About the exhibition: Picasso. Tales from the Labyrinth
The exhibition title
The exhibition title takes its point of departure in the labyrinthine structure of Picasso’s important narrative work known as the Vollard Suite from the 1930s. Here, Picasso strikes notes that prompt the spectator to regard the images in the suite as sections of a tale featuring a fixed cast of players, personalities that undergo a certain development, dramatic highlights, and similar devices. However, the ordering of events and time one naturally expects from a narrative is nowhere to be seen, and the spectator is deliberately disoriented.
Time in Picasso's work
Time is a recurring theme in Picasso’s graphic production until the post-war years. Time is treated as an aspect of the mode of representation and as an aspect of the narratives which the artist has illustrated.
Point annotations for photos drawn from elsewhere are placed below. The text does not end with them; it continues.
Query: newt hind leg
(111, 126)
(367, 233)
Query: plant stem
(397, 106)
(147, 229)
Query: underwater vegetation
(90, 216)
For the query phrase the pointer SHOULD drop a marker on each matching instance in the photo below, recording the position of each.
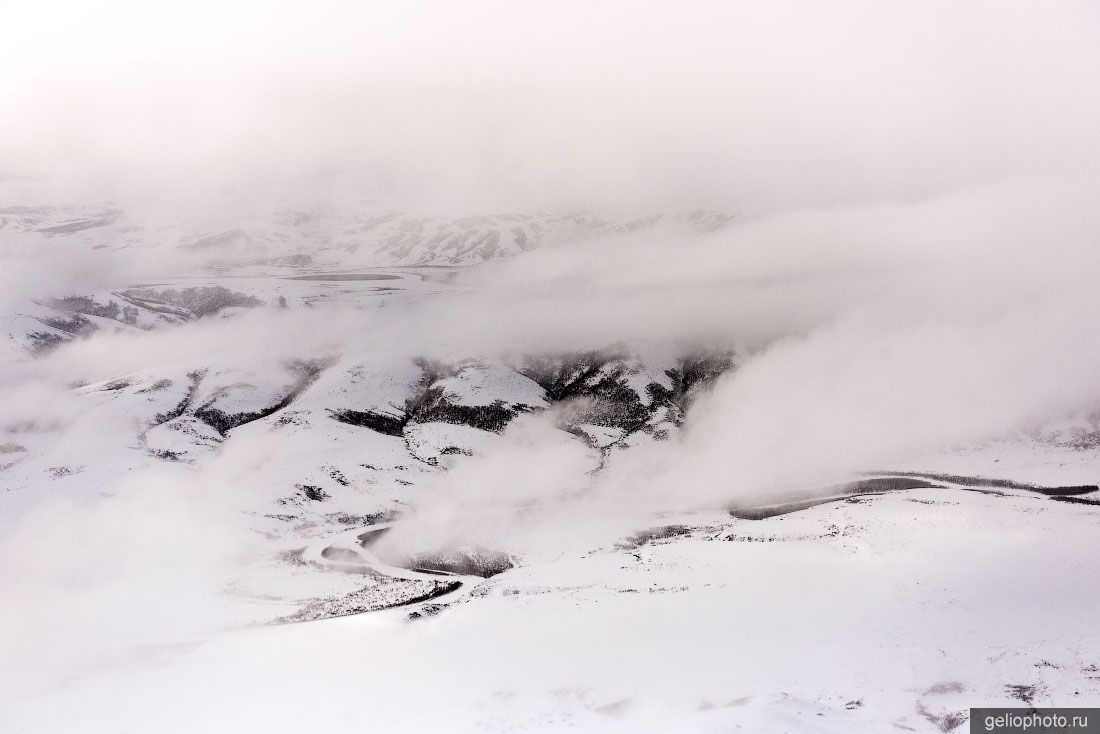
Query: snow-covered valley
(352, 569)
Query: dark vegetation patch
(652, 535)
(312, 492)
(1076, 501)
(89, 306)
(373, 598)
(377, 422)
(1002, 483)
(476, 561)
(42, 342)
(307, 372)
(76, 325)
(903, 481)
(197, 302)
(194, 380)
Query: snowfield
(253, 497)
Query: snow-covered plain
(250, 497)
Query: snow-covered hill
(422, 504)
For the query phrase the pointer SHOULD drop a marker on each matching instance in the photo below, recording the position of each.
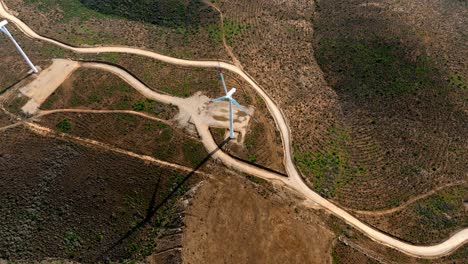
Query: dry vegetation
(386, 120)
(233, 220)
(429, 220)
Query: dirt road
(294, 180)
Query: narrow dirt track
(294, 180)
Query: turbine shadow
(15, 83)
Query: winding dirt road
(294, 180)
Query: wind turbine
(231, 100)
(5, 30)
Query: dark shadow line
(153, 208)
(257, 165)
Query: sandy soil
(230, 222)
(46, 83)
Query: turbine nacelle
(231, 92)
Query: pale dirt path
(294, 181)
(92, 111)
(46, 82)
(44, 131)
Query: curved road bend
(294, 180)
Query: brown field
(99, 90)
(234, 221)
(64, 200)
(379, 119)
(429, 220)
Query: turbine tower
(5, 30)
(231, 100)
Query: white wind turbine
(20, 50)
(231, 100)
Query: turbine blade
(239, 106)
(222, 80)
(219, 99)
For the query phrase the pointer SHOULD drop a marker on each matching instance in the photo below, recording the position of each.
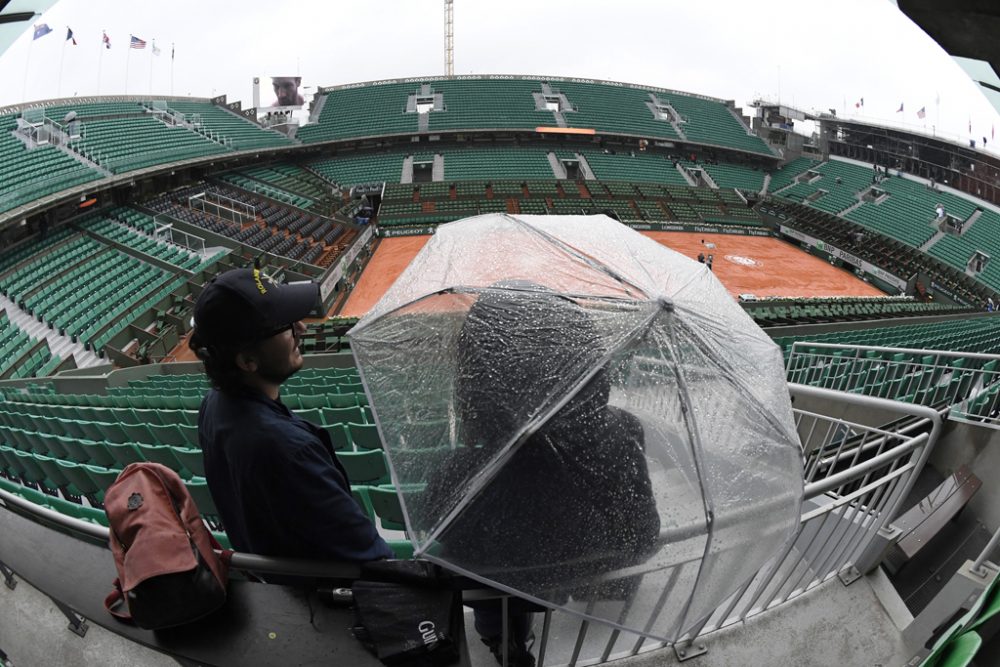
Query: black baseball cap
(244, 305)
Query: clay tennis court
(745, 264)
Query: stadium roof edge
(911, 131)
(966, 30)
(519, 77)
(89, 99)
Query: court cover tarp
(578, 415)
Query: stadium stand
(483, 162)
(711, 122)
(236, 131)
(609, 109)
(837, 188)
(506, 103)
(29, 173)
(64, 449)
(965, 335)
(788, 312)
(348, 170)
(278, 229)
(254, 185)
(166, 252)
(363, 112)
(787, 173)
(134, 142)
(907, 213)
(640, 167)
(735, 176)
(494, 104)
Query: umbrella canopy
(578, 415)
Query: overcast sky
(814, 54)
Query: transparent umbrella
(580, 416)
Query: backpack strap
(117, 597)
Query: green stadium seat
(385, 503)
(365, 468)
(364, 436)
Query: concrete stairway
(61, 346)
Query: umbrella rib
(735, 380)
(696, 455)
(482, 480)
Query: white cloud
(817, 55)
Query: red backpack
(168, 571)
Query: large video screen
(284, 92)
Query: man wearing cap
(276, 482)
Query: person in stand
(278, 487)
(574, 498)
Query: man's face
(278, 357)
(286, 89)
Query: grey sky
(818, 54)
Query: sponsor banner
(846, 257)
(330, 282)
(696, 227)
(387, 232)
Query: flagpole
(27, 63)
(100, 60)
(62, 57)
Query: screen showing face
(286, 91)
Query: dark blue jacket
(277, 484)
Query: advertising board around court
(700, 228)
(846, 257)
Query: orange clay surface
(745, 264)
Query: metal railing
(856, 477)
(964, 385)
The Vollard Suite’s suspension of time appears again in other parts of the artist’s graphic production. His Cubist etchings from the 1910s, which show their subject matter from several angles simultaneously, bring together “before”, “now”, and “after” in a single moment without taking chronological order into consideration. A similar disregard for chronology is evident in the illustrations for Ovid’s metamorphoses from 1930, only now with links to myths about transformations of form and identity.
The Bull and the Minotaur as Motifs in Picasso
The bull and bullfighting as fundamental motifs
The bull and bullfighting are fundamental motifs in Picasso’s art. Having depicted bullfighting scenes from an early stage of his career, he engaged with this circle of motifs in earnest from the 1920s onwards. Here, he focused on confrontations between the bull and the horse belonging to the mounted bullfighter, the picador.
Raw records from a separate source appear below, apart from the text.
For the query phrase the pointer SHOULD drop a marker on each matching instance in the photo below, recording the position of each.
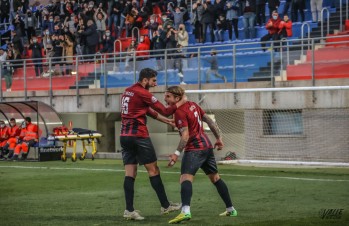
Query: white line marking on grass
(169, 172)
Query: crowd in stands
(63, 28)
(16, 140)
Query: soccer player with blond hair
(198, 151)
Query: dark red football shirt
(190, 115)
(136, 103)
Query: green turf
(91, 193)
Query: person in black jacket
(36, 48)
(208, 19)
(91, 36)
(222, 25)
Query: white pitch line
(169, 172)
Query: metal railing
(233, 52)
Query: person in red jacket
(13, 132)
(4, 134)
(273, 29)
(142, 51)
(285, 28)
(30, 138)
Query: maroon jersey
(190, 115)
(136, 103)
(14, 131)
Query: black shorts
(137, 150)
(193, 160)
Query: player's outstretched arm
(215, 130)
(182, 143)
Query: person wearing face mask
(143, 47)
(108, 43)
(49, 24)
(4, 135)
(30, 134)
(36, 48)
(151, 25)
(8, 147)
(178, 15)
(273, 29)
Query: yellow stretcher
(91, 138)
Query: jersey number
(198, 118)
(124, 105)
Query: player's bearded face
(170, 99)
(150, 83)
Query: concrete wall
(325, 115)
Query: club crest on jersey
(153, 99)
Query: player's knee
(214, 177)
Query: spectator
(178, 64)
(182, 38)
(273, 29)
(47, 43)
(260, 12)
(108, 43)
(131, 50)
(198, 10)
(316, 7)
(30, 137)
(221, 28)
(5, 11)
(58, 41)
(68, 48)
(70, 23)
(30, 23)
(130, 21)
(17, 41)
(208, 19)
(285, 27)
(166, 22)
(151, 25)
(159, 43)
(249, 14)
(49, 24)
(79, 38)
(100, 17)
(232, 18)
(13, 132)
(126, 9)
(273, 5)
(114, 15)
(298, 6)
(36, 48)
(213, 67)
(178, 15)
(143, 47)
(91, 38)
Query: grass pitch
(91, 193)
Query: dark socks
(129, 183)
(186, 192)
(223, 192)
(158, 186)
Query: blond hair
(177, 91)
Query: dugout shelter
(42, 115)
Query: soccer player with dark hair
(136, 103)
(198, 152)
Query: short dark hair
(147, 73)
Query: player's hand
(219, 144)
(172, 160)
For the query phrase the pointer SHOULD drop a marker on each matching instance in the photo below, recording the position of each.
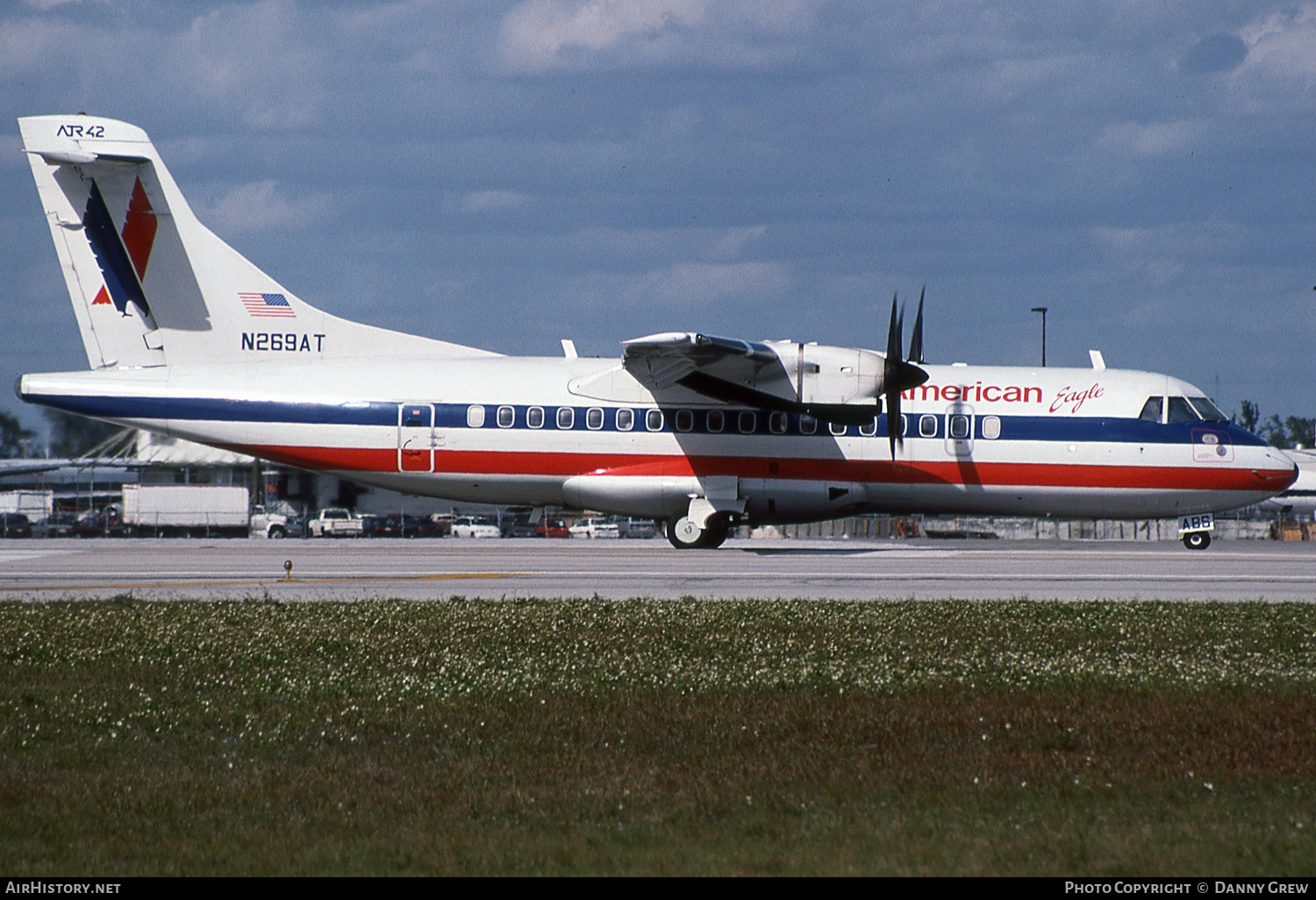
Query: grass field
(657, 737)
The confrontation can take on sexual qualities where the bull is cast in the role of the man and the horse plays the part of the woman, or it may take the form of pointedly highlighted acts of violence.
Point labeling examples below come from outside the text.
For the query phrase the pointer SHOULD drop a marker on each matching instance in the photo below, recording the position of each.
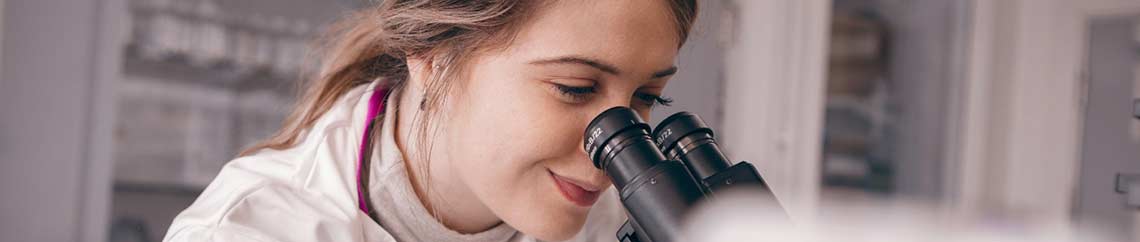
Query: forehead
(635, 34)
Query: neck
(432, 179)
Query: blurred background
(1019, 114)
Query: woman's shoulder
(245, 204)
(302, 193)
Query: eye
(652, 101)
(575, 94)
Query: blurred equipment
(658, 190)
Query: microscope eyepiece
(685, 137)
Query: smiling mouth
(573, 192)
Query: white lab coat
(308, 192)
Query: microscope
(661, 174)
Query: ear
(418, 70)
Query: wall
(49, 102)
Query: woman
(473, 113)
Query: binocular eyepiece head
(619, 131)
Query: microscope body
(660, 179)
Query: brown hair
(374, 43)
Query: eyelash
(579, 94)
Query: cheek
(511, 128)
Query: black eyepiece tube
(685, 137)
(656, 192)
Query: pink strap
(375, 106)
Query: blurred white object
(750, 217)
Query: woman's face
(514, 129)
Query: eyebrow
(599, 64)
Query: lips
(576, 192)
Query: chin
(553, 226)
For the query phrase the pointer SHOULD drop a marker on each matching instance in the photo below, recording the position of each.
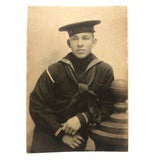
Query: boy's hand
(72, 141)
(72, 125)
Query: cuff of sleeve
(82, 118)
(59, 133)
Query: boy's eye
(74, 38)
(85, 38)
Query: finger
(77, 141)
(74, 132)
(70, 131)
(72, 146)
(64, 126)
(80, 138)
(75, 144)
(66, 130)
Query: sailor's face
(81, 44)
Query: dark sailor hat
(84, 26)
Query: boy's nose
(80, 42)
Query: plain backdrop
(144, 79)
(46, 45)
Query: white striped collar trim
(50, 75)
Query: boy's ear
(94, 42)
(68, 43)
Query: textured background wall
(46, 45)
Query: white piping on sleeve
(85, 117)
(50, 76)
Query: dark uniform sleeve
(40, 109)
(106, 102)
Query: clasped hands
(70, 128)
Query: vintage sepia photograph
(77, 79)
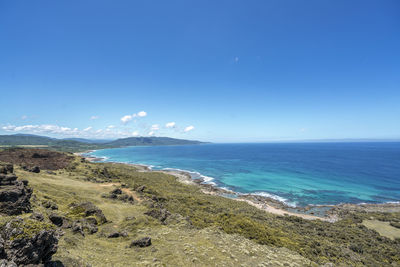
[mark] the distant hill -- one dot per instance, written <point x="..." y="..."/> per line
<point x="81" y="144"/>
<point x="150" y="141"/>
<point x="90" y="141"/>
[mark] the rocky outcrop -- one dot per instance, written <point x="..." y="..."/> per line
<point x="24" y="242"/>
<point x="119" y="195"/>
<point x="159" y="214"/>
<point x="14" y="195"/>
<point x="143" y="242"/>
<point x="34" y="157"/>
<point x="87" y="209"/>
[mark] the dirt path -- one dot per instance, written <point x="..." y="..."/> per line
<point x="125" y="190"/>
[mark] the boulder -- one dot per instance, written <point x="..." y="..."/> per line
<point x="143" y="242"/>
<point x="117" y="191"/>
<point x="87" y="209"/>
<point x="37" y="216"/>
<point x="50" y="205"/>
<point x="35" y="169"/>
<point x="14" y="195"/>
<point x="28" y="241"/>
<point x="6" y="263"/>
<point x="77" y="228"/>
<point x="57" y="219"/>
<point x="141" y="188"/>
<point x="159" y="214"/>
<point x="114" y="235"/>
<point x="6" y="168"/>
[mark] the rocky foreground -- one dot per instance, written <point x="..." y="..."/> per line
<point x="87" y="214"/>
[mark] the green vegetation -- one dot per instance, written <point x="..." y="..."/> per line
<point x="191" y="232"/>
<point x="383" y="228"/>
<point x="346" y="242"/>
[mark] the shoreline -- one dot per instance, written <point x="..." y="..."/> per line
<point x="328" y="213"/>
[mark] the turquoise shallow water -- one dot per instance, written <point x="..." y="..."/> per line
<point x="297" y="173"/>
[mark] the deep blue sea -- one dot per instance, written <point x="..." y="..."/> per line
<point x="297" y="173"/>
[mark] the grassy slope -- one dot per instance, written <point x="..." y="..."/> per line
<point x="176" y="244"/>
<point x="346" y="243"/>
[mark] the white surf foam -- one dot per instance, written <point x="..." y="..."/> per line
<point x="275" y="197"/>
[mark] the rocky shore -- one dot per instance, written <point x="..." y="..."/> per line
<point x="328" y="213"/>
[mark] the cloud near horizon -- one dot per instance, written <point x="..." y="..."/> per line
<point x="127" y="118"/>
<point x="189" y="128"/>
<point x="170" y="125"/>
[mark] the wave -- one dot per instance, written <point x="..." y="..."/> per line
<point x="275" y="197"/>
<point x="195" y="175"/>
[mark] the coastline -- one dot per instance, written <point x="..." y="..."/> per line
<point x="328" y="213"/>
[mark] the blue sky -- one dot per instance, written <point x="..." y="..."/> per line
<point x="224" y="71"/>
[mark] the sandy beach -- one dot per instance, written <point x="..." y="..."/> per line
<point x="331" y="213"/>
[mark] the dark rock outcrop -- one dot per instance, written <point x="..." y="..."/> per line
<point x="117" y="191"/>
<point x="141" y="188"/>
<point x="143" y="242"/>
<point x="87" y="209"/>
<point x="159" y="214"/>
<point x="37" y="216"/>
<point x="117" y="234"/>
<point x="50" y="205"/>
<point x="31" y="157"/>
<point x="25" y="242"/>
<point x="118" y="194"/>
<point x="14" y="195"/>
<point x="57" y="219"/>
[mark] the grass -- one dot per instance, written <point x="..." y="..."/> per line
<point x="202" y="230"/>
<point x="177" y="243"/>
<point x="383" y="228"/>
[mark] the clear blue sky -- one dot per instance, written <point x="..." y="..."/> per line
<point x="234" y="70"/>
Bullfighting in the Vollard Suite
In the Vollard Suite from the 1930s certain scenes take place in an arena or bullring, but the bull has been replaced by the Minotaur, a figure from Greek mythology who was part man, part bull and dwelled in the labyrinth by the palace at Knossos on Crete. The Minotaur is pitted against a classical sculptor whose studio it invades and with whose model it engages in debaucheries. Taking the form of man-as-bull, the Minotaur represents the untamed, the animal-like.
Spain as a bull
The fact that Picasso attributed symbolic significance to the bull is also apparent from the political satire The Dream and Lie of Franco, where the bull represents Spain and is repeatedly shown attacking the steed of self-appointed crusader General Franco.
The kill - following World War II
In Picasso’s depictions of bulls from the time following World War II the artist returns to bullfighting again, now with particular emphasis on the kill itself. For the kill, the bullfighter inserts so-called banderillas in the animals’ neck. Other works from the period show that Picasso may have viewed this drama as having symbolic significance; they depict the relationship between man and woman as the relationship between bull and bullfighter in this very situation.